# notes review



## langue (Mar 12, 2007)

Hi,

has anyone had any experience with asking a clinic abroad to review the notes from your previous attempts without you being present? I am quite happy with my clinic but they are quite conservative (which was actually one of the reasons to go with them in the first place). My only concern is that it might confuse me even more. 

Thanks and good luck to you all ,

langue


----------



## three_stars (Jan 19, 2006)

Hello.  I sent very complete questionaires to most of the clinic that I was thinking of going to after making initial contact.  Usually it was the clinic that asked for it before they would discuss furhter.  I only had a bad experience in one case where a clinic was very arrogant and said they refused to discuss anything unless I came in person.  He was very rude and it put me off immediately.  Foreign clinics I would hope expect you to tell them as much as you can about your previous treatments before you come for a visit.  Usually it is best to go for an initial consultation, exams, and get meds but this is not always possible and many clinics are used to doing all pre treatment work by email and telephone.
I hope thqat helps.
Bonnie


----------



## langue (Mar 12, 2007)

Thank you so much, Bonnie.

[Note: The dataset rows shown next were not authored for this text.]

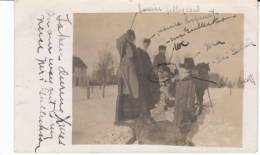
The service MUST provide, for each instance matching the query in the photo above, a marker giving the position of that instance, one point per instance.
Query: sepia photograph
(158, 79)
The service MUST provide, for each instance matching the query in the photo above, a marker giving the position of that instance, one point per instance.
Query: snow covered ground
(221, 125)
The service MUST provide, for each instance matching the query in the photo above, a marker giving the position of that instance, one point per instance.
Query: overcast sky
(96, 32)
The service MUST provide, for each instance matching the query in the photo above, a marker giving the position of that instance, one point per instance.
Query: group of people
(137, 92)
(140, 81)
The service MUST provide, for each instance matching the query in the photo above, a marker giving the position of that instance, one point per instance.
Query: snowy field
(220, 125)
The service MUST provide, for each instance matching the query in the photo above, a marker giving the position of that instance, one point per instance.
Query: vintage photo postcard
(135, 76)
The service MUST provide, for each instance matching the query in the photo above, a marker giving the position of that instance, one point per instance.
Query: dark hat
(147, 40)
(189, 62)
(131, 33)
(162, 47)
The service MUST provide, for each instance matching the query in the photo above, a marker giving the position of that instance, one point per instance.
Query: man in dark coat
(127, 107)
(149, 93)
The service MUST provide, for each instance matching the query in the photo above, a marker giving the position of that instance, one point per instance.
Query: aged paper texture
(126, 76)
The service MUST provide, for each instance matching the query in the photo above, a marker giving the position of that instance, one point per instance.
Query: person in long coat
(149, 90)
(127, 107)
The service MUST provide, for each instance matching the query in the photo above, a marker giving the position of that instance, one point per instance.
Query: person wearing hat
(160, 58)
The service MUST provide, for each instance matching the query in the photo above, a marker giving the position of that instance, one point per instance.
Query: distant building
(79, 73)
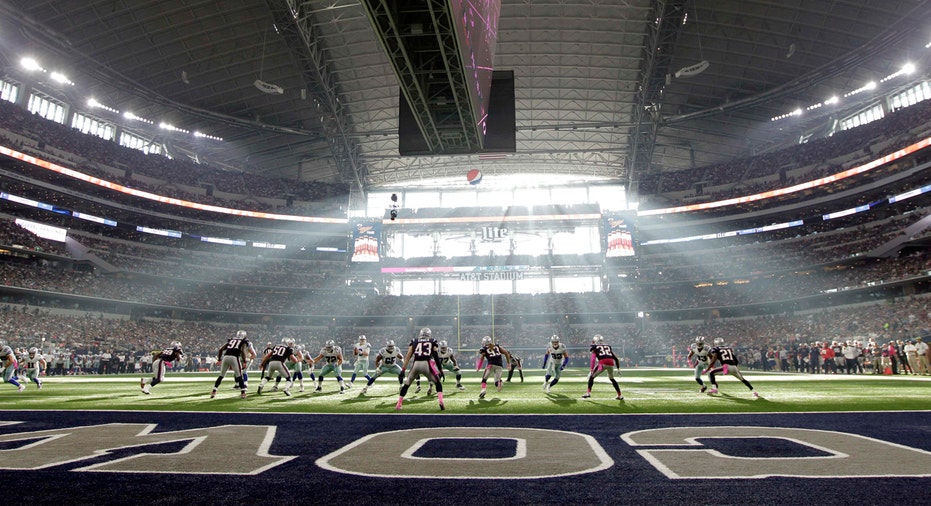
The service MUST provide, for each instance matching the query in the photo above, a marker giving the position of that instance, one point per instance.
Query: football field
(645, 391)
(808, 439)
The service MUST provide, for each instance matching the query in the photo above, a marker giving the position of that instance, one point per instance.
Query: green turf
(645, 391)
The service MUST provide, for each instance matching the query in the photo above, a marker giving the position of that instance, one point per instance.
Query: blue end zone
(455, 448)
(629, 470)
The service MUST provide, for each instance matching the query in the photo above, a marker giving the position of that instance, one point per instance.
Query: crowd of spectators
(167, 176)
(808, 161)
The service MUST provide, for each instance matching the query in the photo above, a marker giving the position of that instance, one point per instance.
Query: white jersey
(331, 357)
(390, 357)
(446, 357)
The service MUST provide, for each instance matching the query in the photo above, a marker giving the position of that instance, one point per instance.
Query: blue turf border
(630, 480)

I wasn't sure how prepared clinics are to work with a patient from abroad without initial consultation. I am shortlisting clinics at the moment which would be happy to investigate in depth including immunuty issues etc. In short I am looking for a Dr House.  

Good luck with pregnancy  

langue


----------



## alanelaine (Sep 10, 2005)

Altra Vita worked quite happily with our UK notes and those from CERAM.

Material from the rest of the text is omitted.